For the first time, the use of this marker allowed the development of an arabinose (araA) mutant of T. maritima. This mutant explored the role of the pentose phosphate pathway of T. maritima in hydrogen synthesis. The genome of T. maritima possesses direct repeats that have developed into paralogs. Due to lack of a genetic system the true function of these paralogs has remained unknown. Recently developed genetic system in T. maritima has been very useful to determine the function of the ATPase protein (MalK) of the maltose transporter that is present in a multi-copy (three copies) fashion. The gene disruptions of all three putative ATPase encoding subunit (malK) and phenotype have concluded that only one of the three copies serves as an ATPase function of the maltose transporter. It is interesting to know that T. maritima has several paralogs of many genes and the true function of these genes is now dependent upon the use of the recently developed system. The newly developed genetic system in T. maritima has a great potential to make T. maritima as a host for hyperthermophilic bacterial gene expression studies.
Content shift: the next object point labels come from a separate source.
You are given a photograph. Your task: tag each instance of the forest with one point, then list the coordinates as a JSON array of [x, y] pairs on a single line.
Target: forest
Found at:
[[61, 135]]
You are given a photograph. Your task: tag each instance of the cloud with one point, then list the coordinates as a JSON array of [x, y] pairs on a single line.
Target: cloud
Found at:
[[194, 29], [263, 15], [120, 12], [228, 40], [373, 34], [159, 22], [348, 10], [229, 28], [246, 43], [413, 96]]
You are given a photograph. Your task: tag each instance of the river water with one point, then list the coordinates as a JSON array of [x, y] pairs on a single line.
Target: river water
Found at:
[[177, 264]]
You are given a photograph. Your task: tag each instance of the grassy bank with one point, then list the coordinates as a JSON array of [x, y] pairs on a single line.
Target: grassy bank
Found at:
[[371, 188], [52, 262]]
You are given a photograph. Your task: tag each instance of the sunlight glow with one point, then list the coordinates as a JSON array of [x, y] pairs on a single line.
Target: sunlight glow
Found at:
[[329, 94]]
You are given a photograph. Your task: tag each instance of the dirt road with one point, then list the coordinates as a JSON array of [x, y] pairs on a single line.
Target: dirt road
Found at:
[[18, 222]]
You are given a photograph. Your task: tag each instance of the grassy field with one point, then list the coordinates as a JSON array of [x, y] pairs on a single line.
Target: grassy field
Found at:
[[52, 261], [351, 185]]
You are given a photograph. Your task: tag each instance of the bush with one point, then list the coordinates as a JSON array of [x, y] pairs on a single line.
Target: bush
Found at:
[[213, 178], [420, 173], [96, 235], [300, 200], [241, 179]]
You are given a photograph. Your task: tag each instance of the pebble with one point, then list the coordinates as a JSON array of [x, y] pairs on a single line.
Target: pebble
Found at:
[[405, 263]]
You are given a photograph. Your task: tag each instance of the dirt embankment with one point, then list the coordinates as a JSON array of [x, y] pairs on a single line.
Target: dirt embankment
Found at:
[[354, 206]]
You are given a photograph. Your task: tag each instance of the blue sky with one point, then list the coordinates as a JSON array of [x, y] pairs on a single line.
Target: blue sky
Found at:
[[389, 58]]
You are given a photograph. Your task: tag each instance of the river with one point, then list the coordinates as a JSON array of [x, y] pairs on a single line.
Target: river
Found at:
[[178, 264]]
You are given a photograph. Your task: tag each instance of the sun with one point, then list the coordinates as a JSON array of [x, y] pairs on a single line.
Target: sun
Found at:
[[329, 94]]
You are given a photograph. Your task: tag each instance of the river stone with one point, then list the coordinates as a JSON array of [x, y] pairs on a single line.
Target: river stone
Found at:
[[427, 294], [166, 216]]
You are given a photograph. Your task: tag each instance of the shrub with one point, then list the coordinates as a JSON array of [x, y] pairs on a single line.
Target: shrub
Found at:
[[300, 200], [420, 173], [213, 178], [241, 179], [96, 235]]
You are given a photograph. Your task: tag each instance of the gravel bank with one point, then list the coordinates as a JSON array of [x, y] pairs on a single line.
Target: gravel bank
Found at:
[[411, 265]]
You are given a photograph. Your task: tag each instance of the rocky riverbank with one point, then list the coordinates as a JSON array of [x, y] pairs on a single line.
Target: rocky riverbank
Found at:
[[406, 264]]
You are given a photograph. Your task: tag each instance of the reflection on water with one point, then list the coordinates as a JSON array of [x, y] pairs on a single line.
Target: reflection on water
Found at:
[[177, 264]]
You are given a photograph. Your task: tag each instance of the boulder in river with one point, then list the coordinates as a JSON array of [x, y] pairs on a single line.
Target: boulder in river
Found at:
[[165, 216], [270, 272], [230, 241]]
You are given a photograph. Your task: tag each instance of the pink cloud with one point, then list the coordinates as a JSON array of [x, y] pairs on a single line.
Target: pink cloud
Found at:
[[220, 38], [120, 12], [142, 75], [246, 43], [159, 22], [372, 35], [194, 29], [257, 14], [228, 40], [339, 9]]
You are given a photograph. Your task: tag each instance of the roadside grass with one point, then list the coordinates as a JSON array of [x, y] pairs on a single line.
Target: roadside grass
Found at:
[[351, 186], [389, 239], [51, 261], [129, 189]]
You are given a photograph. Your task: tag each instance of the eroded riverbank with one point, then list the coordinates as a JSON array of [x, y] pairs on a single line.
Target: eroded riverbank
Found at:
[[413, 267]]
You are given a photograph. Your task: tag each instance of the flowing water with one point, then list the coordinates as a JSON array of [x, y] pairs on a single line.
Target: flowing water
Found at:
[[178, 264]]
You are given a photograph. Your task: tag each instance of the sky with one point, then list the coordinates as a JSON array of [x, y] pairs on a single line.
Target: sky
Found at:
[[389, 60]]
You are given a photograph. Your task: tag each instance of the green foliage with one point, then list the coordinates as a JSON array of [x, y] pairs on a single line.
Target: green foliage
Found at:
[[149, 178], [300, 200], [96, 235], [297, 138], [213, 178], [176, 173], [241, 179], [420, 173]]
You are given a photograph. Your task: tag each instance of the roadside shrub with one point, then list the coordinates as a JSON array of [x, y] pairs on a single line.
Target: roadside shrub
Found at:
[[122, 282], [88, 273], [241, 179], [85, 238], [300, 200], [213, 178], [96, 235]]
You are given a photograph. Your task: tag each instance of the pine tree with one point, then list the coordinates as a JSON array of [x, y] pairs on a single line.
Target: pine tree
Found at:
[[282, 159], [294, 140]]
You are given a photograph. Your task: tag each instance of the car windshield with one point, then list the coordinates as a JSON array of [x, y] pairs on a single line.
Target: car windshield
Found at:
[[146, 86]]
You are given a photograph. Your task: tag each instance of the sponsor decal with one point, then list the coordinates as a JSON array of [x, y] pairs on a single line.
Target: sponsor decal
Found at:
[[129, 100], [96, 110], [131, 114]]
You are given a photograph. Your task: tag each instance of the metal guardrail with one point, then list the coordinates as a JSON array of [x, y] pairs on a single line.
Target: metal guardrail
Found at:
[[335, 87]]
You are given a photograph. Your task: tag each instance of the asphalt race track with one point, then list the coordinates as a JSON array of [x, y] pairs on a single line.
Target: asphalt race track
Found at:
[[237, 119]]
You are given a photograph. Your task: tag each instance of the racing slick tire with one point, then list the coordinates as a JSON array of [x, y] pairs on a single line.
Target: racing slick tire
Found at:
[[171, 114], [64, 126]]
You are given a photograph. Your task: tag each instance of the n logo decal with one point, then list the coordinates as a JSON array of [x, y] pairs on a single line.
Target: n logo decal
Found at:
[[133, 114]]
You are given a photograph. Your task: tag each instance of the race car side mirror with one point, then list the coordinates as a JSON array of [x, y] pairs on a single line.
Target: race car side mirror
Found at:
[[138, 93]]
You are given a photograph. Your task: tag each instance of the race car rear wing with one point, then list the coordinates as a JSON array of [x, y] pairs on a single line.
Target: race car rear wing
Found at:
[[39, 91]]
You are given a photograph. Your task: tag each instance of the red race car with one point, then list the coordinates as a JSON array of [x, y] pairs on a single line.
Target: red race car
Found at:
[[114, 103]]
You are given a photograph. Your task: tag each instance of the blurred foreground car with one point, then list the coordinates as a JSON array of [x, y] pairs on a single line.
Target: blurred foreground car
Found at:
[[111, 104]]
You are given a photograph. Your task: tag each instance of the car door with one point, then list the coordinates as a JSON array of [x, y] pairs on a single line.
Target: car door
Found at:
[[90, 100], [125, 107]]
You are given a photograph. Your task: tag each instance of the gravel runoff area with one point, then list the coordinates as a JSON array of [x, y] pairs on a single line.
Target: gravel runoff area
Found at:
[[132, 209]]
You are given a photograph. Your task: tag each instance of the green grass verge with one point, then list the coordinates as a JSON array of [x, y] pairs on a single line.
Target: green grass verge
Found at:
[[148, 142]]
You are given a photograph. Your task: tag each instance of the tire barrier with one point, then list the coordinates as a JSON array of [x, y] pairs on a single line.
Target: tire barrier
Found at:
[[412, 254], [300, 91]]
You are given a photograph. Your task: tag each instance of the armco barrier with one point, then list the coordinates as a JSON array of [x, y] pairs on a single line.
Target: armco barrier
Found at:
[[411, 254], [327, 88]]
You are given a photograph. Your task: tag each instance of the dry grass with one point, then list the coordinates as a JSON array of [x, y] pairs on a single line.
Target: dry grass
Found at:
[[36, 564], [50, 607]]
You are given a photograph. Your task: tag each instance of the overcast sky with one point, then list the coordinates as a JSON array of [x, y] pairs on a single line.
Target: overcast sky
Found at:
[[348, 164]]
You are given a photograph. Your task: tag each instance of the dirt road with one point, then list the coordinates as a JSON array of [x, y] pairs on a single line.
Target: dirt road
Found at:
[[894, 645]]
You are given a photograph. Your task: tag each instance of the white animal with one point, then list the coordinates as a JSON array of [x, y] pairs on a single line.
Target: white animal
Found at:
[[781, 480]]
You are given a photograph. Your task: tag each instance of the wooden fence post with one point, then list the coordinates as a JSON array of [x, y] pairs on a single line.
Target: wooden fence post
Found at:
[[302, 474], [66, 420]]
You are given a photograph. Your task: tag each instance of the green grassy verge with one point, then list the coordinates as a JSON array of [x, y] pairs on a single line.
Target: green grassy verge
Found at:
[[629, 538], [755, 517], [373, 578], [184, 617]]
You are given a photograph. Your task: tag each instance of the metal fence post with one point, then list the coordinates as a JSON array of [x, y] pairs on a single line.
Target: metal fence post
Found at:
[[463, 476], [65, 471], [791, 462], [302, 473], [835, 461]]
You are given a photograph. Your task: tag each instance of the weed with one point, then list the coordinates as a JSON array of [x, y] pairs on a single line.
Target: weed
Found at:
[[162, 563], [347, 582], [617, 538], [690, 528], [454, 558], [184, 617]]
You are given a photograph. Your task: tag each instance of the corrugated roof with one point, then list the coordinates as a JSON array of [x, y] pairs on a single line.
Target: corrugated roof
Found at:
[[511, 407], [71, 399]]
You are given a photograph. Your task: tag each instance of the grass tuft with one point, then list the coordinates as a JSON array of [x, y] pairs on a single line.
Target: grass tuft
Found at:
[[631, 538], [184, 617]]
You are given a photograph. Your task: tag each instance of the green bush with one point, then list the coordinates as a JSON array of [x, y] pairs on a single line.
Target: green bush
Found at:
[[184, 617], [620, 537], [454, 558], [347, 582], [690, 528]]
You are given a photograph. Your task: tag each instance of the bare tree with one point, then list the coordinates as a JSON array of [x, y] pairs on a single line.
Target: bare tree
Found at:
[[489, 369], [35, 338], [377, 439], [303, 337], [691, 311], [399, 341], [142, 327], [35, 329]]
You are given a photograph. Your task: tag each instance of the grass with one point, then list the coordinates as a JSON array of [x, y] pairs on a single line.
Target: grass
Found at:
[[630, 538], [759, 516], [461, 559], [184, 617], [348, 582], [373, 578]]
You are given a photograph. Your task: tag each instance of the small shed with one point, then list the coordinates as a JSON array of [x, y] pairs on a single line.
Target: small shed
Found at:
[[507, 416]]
Protein expression in this model organism is promising to synthesize fully functional protein without any treatment.

==Evolution==
Thermotoga maritima contains homologues of several competence genes, suggesting that it has an inherent system of internalizing exogenous genetic material, possibly facilitating genetic exchange between this bacterium and free DNA. Based on phylogenetic analysis of the small sub-unit of its ribosomal RNA, it has been recognized as having one of the deepest lineages of Bacteria. Furthermore, its lipids have a unique structure that differs from all other bacteria.